Political Correctness in the Time of Global Warming
By Jim Scarantino
Nuclear power isn't PC.
Talking about nuclear power, except to condemn it, can get you busted by the political correctness cops and sentenced to an enviro re-education camp. Imagine endless days of group readings of Edward Abbey and public contrition for daring to ask what's wrong with harnessing the atom in the service of humanity.
Political correctness prohibits even reading certain books. Like New Mexico Sen. Pete Domenici's hybrid autobiography and nuclear engineering text. Pete titled his book, A Brighter Tomorrow even though much of it retraces his personal history.
I have a confession: I have read the book. I have therefore committed a PC offense. Make that a crime spree: I have read the book, it is an important book, Domenici makes a lot of good points (with help from two co-authors), and environmentalists should read it.
Energy policy is one of the most important and costly fights environmentalists have waged. Domenici is chairman of the Senate Energy and Natural Resources Committee. For no other reason, anyone concerned about our future energy supply should be reading his book to learn how he thinks and where there is a possibility of working with him.
Knowing what Pete Domenici has to say about hydrocarbons, wind, photovoltaics and, yes, nuclear energy, is a lot more important than what Edward Abbey had to say about his hiking trips.
For those who need a PC justification in order to substitute Domenici for Abbey, try this: Edward Abbey is a dead white man who was a litterbug and had a lousy attitude towards women. Oh, and he wasn't very fond of Mexican immigrants, either. On the other hand, Pete Domenici is still kicking. He belongs to an ethnic minority. English is his second language. We should celebrate the fact that a son of immigrants has broken into the upper echelons of American power.
I've got one more politically correct prod. It's called global warming.
Global warming, or more accurately global climate change, is real and we're causing it. Only wackos, idiots, Exxon, Peabody Coal and corrupt politicians are still in denial. Feel free to insert "The Bush White House" anywhere in that list, unless you think I've got it covered.
Global climate change threatens the diversity of life on this planet. It threatens mankind's future. It is a runaway train coming straight for us. We need to do everything we can to save ourselves and our planet.
That means considering every alternative to fossil fuels, including nuclear energy.
In private conversations, knowledgeable people in the New Mexico environmental community admit safety objections to nuclear plants are pretty much overblown. In some national environmental groups there is a growing willingness among a few brave souls to raise the issue. But they dare not speak too loudly. It would upset campaign plans that bring in millions of dollars. For another, it would result in numerous decapitations—heads severed by sharp rebukes and the application of relentless peer pressure.
Right here in New Mexico, much of the advocacy work on energy and global climate change is financed by foundations opposed to nuclear energy. There is little chance the activists dependent upon those monies will suggest that all alternatives to fossil fuels be considered if that includes nuclear power.
New Mexico risks losing some of its most special places because the rising demand for natural gas has made it economical to develop previously unprofitable areas. The Yellowstone of the Southwest, Valle Vidal, is in the sights of Houston-based El Paso Corporation. The sprawling desert grandeur of Otero Mesa could succumb to gas exploration that doesn't make sense unless the price trends higher over the long term.
Environmentalists deserve their share of blame. They have fought nuclear power and pushed natural gas as the "transitional fuel" to the brave, new world of hydrogen. (Never mind how we will produce hydrogen in sufficient quantities to serve all our needs). Utilities have been building one new gas fired generating plant after another, but not enough to keep up with demand. The use of coal has increased to cover the shortfall. Whatever you think about nuclear energy, it is unquestionably a lot cleaner than coal, which unfortunately still provides 50 percent of this nation's electricity.

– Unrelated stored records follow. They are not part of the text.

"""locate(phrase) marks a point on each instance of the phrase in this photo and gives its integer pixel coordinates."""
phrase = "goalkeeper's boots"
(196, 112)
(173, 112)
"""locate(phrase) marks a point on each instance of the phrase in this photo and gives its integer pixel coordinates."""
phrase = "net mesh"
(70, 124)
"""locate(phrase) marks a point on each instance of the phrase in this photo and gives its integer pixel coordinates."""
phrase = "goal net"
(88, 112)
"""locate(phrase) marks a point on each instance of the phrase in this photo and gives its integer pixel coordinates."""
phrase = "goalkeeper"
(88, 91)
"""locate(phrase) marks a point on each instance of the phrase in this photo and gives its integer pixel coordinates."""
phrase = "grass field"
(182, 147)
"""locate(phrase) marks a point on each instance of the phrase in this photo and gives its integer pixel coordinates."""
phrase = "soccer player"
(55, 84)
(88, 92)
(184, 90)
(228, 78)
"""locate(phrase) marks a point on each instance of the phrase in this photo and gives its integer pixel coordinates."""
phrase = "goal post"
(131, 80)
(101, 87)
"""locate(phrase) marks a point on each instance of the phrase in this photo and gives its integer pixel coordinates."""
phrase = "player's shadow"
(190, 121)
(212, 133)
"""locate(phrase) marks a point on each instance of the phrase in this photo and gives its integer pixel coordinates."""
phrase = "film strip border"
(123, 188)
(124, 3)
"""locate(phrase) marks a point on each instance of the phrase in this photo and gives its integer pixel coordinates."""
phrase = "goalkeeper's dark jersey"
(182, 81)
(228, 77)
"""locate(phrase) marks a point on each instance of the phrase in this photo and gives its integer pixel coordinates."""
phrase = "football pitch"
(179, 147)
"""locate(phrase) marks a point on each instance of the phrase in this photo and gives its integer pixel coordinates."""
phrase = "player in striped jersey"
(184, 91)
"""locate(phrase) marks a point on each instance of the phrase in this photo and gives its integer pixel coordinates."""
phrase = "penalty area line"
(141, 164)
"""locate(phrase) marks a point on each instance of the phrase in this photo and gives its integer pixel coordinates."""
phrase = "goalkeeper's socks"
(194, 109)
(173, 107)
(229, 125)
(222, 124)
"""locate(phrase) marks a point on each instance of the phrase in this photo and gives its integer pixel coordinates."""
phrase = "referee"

Nuclear waste? It's a real problem. But is it more serious than the consequences of continuing to alter the Earth's climate and imminently risk causing natural disaster? Technology doesn't stand still. Future generations will solve many problems that baffle us today. We at least owe them the chance of figuring it out, and still being able to marvel at Venice and polar bears.
I could go on and tell you more about Pete's book. But there's a knock at the door. It's men in Gore-Tex uniforms with green armbands. Black helicopters are circling overhead. Gotta run.